Für das laufende Jahr 2009 prognostizierte Frank Rosenkranz, dass die Erträge circa 300.000 bis 350.000 Euro über dem Plan liegen werden. Das voraussichtliche Ergebnis für 2009 werde eine schwarze Null sein. Daraufhin erläuterte er den Wirtschaftsplan 2010. Voraussichtlich würden die Aufwendungen im kommenden Jahr um circa 300.000 Euro steigen. Trotz der Absenkung der Beiträge werde in der Planung mit einer erwarteten Steigerung von etwa 470.000 Euro gegenüber der Vorjahresplanung gerechnet.

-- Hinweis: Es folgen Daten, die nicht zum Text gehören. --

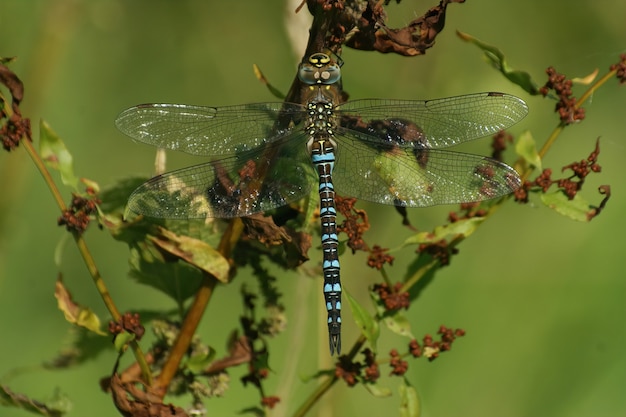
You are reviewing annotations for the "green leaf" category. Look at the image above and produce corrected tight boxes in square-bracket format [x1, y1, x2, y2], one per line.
[343, 289, 380, 352]
[456, 30, 539, 95]
[39, 120, 78, 190]
[149, 227, 230, 284]
[362, 382, 391, 398]
[402, 217, 485, 246]
[399, 378, 421, 417]
[113, 332, 136, 353]
[515, 131, 542, 171]
[130, 244, 203, 305]
[541, 190, 593, 222]
[54, 279, 106, 336]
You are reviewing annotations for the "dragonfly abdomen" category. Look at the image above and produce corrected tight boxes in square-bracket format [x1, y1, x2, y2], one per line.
[310, 138, 341, 355]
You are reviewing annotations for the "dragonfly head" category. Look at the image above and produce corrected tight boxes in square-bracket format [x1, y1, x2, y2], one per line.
[298, 52, 341, 85]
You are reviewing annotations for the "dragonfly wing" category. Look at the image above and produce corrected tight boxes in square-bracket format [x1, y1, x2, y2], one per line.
[115, 103, 304, 155]
[337, 93, 528, 149]
[128, 135, 315, 219]
[333, 136, 521, 207]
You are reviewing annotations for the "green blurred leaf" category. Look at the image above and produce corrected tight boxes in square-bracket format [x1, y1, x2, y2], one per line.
[362, 382, 391, 398]
[515, 131, 542, 171]
[0, 385, 72, 417]
[369, 290, 415, 339]
[456, 30, 539, 95]
[343, 289, 380, 352]
[541, 190, 593, 222]
[398, 378, 421, 417]
[402, 217, 485, 246]
[185, 348, 215, 373]
[43, 326, 111, 369]
[39, 120, 78, 190]
[403, 252, 439, 302]
[252, 64, 285, 100]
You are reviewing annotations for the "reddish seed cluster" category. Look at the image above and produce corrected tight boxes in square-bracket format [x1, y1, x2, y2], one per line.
[610, 54, 626, 84]
[491, 130, 513, 161]
[367, 245, 394, 270]
[539, 67, 585, 124]
[373, 282, 409, 311]
[515, 140, 602, 203]
[57, 194, 100, 234]
[409, 325, 465, 362]
[109, 313, 146, 340]
[416, 239, 459, 266]
[335, 196, 370, 253]
[0, 110, 31, 152]
[389, 349, 409, 376]
[335, 349, 380, 387]
[409, 339, 422, 358]
[261, 396, 280, 409]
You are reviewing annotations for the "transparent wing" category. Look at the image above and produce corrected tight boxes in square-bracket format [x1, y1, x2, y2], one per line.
[337, 93, 528, 149]
[128, 135, 316, 219]
[115, 103, 304, 155]
[333, 136, 521, 207]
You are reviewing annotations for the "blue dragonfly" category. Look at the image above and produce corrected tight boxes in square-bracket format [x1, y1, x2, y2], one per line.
[116, 53, 528, 355]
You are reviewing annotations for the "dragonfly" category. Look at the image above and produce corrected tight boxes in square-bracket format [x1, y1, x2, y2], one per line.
[116, 53, 528, 356]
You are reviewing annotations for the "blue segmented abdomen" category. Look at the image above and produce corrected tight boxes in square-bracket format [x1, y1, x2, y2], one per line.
[311, 139, 341, 355]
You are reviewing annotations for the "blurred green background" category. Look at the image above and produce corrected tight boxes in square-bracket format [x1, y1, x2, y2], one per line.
[0, 0, 626, 417]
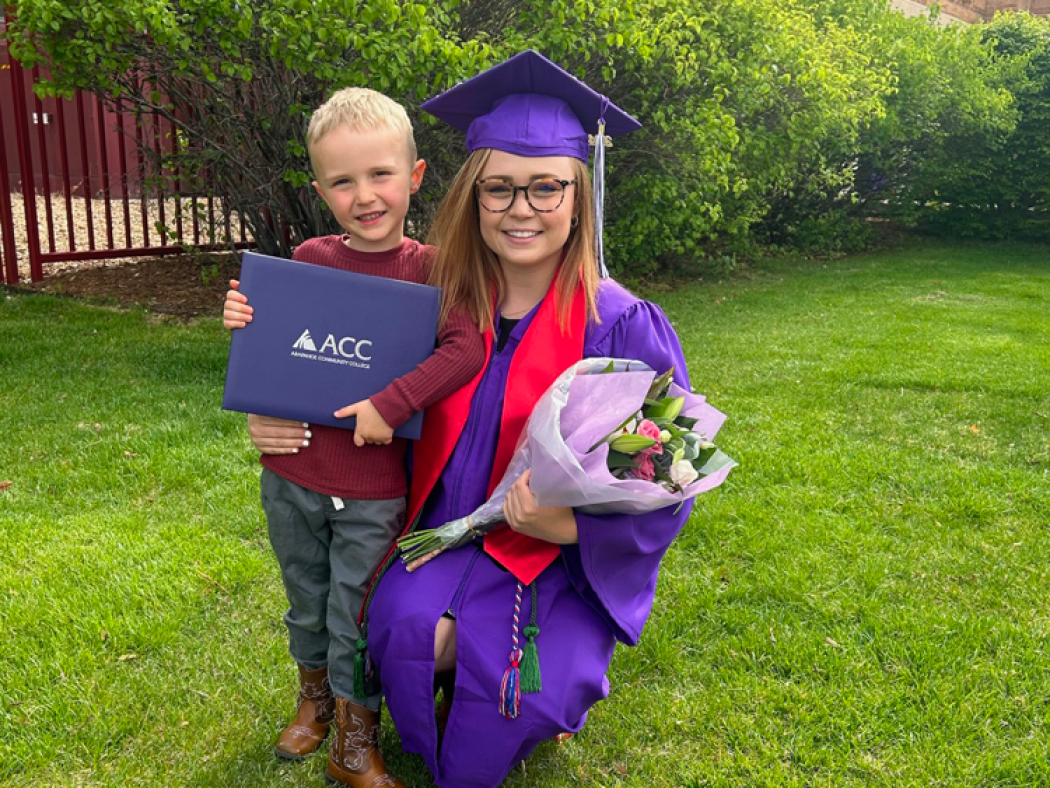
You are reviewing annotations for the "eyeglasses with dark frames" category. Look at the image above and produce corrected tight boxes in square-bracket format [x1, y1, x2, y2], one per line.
[475, 178, 575, 213]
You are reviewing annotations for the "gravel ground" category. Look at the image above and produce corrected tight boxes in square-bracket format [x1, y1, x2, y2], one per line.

Gleichwohl müsse man aber insgesamt von einer Unterdeckung ausgehen.

Rosenkranz empfahl im Jahr 2009 noch einmal eine Sondertilgung von 500.000 Euro. Wenn keine Sondertilgung vorgenommen würde, sollte die Liquidität gestärkt werden, da umfangreiche Rückstellungen bestünden. Im Ergebnis seien die Rückstellungen bereits berücksichtigt.

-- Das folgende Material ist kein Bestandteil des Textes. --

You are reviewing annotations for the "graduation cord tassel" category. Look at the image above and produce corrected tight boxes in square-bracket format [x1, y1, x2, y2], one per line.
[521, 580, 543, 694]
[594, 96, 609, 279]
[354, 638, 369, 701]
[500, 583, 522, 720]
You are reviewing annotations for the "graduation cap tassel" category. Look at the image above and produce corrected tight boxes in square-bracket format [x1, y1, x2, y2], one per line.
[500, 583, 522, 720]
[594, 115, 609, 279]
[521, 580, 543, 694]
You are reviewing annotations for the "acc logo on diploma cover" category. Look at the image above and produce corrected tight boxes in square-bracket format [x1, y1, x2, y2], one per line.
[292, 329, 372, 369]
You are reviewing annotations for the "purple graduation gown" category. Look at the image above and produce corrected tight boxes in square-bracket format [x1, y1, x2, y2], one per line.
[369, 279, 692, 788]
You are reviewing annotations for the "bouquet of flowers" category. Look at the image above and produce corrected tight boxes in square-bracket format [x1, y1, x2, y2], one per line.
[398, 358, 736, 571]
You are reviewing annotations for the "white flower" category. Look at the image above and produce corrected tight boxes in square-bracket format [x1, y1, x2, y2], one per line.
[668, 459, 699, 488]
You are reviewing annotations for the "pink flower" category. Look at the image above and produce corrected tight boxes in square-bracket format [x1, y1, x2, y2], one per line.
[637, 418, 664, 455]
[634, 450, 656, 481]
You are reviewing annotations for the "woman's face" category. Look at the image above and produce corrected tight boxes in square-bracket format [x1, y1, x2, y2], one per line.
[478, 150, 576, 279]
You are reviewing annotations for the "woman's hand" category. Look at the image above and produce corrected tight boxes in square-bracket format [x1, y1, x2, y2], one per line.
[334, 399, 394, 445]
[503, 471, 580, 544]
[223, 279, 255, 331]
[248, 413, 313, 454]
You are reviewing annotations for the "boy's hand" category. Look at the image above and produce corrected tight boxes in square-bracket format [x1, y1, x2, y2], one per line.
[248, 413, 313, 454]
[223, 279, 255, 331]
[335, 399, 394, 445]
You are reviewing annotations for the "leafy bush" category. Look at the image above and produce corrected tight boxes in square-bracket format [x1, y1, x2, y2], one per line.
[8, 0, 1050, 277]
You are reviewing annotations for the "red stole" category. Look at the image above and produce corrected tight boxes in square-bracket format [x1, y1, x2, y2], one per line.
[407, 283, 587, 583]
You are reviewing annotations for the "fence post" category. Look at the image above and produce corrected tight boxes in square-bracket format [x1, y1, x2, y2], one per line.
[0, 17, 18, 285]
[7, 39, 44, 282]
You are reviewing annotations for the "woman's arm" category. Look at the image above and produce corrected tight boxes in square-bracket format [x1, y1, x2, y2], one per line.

Rudolf Fitzner bat im Anschluss die Haushaltskommission um eine Stellungnahme zum Wirtschaftsplan. Peter Bobbert konzentrierte sich in seiner Darstellung auf den Stellenplan. Er erläutert die Zunahme der Stellen um 3,5. Zwei Stellen ergeben sich aus der Tatsache, dass die Ärztliche Stelle Qualitätssicherung nun doch bei der Ärztekammer verbleibe. Über die halbe Stelle für die Koordinierung der Weiterbildung der Allgemeinmedizin gab es eine umfassende Diskussion. Es gebe keine abschließende Stellungnahme von der Haushaltskommission. Die Delegiertenversammlung solle die Notwendigkeit der Einrichtung dieser halben Stelle ausführlich diskutieren. Vorstandsmitglied Vittoria Braun erläuterte die Dringlichkeit dieser Stelle. Man müsse die Allgemeinmedizin in nächster Zeit extrem stärken. "Die Anforderungen an das Fach steigen um 20 bis 30 Prozent. 42 Prozent der Allgemeinmediziner gehen in den nächsten zehn Jahren in Rente", warnte Braun. Es gebe einen sehr großen Nachholbedarf.

Wolfgang Kreischer sagte daraufhin, dass er den dringenden Handlungsbedarf genauso sehe, aber die inhaltliche Ausgestaltung zuerst erfolge müsse. Kammergeschäftsführer Michael Hahn betonte, dass die konkrete Ausgestaltung erfolgen werde. Seitens der DV sei es aber notwendig, mit dem Wirtschaftsplan für das Jahr 2010 die Rahmenbedingungen hierfür zu schaffen. Kammerpräsident Jonitz ergänzte, die inhaltliche Ausgestaltung der Stelle sei nicht Gegenstand der DV. Bei der anschließenden Abstimmung wurde der Wirtschafsplan 2010 einstimmig angenommen.

Nachbesetzung Menschenrechtsausschuss

Einstimmig beschlossen wurden zwei Nachbesetzungen im Ausschuss für Menschenrechtsfragen. Nach dem Tod von Kurt Samuel und dem Ausscheiden von Sonja Süss wurden Renate Rusczinsky und Hans Jochen Fink gewählt. Der anwesende Hans Jochen Fink bedankte sich für die Wahl und stellte sich kurz vor. Ebenfalls einstimmig angenommen wurde die Vorschlagsliste zur Wahl der Weiterbildungsprüfer und der 1. Nachtrag zur Satzung der Lebendspendekommission. Mit diesem werden einige Regelungsdefizite ausgeglichen.